The task is to predict the movie genres from movie trailers (video frames and audio spectrogram), movie plot (text), poster (image) and metadata by using the Moviescope dataset. A new multimodal transformer architecture is proposed (MulT-GMU), which is an extension of MulT model (with dynamic modality fusion).
This repo contains the code used for the publication of a paper at NAACL 2021 MAI Workshop: Multimodal Weighted Fusion of Transformers for Movie Genre Classification (MulT-GMU)
Example of comman to run the training script
>> python mmbt/train.py --batch_sz 4 --gradient_accumulation_steps 32 --savedir /home/user/mmbt_experiments/model_save_mmtr --name moviescope_VideoTextPosterGMU_mmtr_model_run --data_path /home/user --task moviescope --task_type multilabel --model mmtrvpp --num_image_embeds 3 --patience 5 --dropout 0.1 --lr 5e-05 --warmup 0.1 --max_epochs 100 --seed 1 --num_heads 6 --orig_d_v 4096 --output_gates
- MulT: Multimodal Transformer for Unaligned Multimodal Language Sequences.

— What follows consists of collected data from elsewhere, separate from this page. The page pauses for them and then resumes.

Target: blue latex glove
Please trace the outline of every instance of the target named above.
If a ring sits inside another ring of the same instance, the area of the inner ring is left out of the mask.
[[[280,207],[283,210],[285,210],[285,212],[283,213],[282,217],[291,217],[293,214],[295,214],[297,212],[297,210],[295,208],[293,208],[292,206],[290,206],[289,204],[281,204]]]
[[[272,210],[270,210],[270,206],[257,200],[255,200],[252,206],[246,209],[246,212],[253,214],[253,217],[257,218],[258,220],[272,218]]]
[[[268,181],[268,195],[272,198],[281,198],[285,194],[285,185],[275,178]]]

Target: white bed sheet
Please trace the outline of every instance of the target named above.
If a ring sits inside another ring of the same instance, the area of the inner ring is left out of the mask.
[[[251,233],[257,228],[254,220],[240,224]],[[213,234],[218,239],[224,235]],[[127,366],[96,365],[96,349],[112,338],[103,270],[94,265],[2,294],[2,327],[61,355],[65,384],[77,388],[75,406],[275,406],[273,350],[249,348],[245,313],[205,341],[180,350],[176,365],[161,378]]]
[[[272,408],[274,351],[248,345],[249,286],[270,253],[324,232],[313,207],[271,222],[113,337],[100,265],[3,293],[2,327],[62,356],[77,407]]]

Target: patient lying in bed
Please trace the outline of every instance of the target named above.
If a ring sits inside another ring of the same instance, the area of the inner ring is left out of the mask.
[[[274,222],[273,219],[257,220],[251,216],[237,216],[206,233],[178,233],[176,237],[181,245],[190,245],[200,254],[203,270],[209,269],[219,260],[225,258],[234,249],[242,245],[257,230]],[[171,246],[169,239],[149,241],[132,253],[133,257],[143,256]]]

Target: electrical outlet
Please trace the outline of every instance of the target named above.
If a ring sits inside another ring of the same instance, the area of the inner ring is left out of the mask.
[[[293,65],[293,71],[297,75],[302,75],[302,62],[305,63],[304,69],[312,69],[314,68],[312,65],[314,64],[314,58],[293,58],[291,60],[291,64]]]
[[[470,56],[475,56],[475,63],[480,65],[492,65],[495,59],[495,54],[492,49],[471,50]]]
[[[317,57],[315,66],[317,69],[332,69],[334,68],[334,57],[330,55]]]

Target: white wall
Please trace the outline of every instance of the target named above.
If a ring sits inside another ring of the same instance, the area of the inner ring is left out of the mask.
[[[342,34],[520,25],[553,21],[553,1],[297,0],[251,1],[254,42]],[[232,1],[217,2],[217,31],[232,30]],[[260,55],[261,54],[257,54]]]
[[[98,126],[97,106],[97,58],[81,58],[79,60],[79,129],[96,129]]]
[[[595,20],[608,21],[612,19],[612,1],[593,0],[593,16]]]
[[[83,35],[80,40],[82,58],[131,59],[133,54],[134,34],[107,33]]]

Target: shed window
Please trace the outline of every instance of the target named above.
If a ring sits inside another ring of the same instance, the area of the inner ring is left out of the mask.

- MMBT: "Supervised Multimodal Bitransformers for Classifying Images and Text.
- Moviescope Dataset: Moviescope: Large-scale Analysis of Movies using Multiple Modalities.
- GMU Gated Multimodal Units for Information Fusion by Arevalo et al.
- python 3.7.6
- torch 1.5.1
- tokenizers 0.9.4
- transformers 4.2.2
- Pillow 7.0.0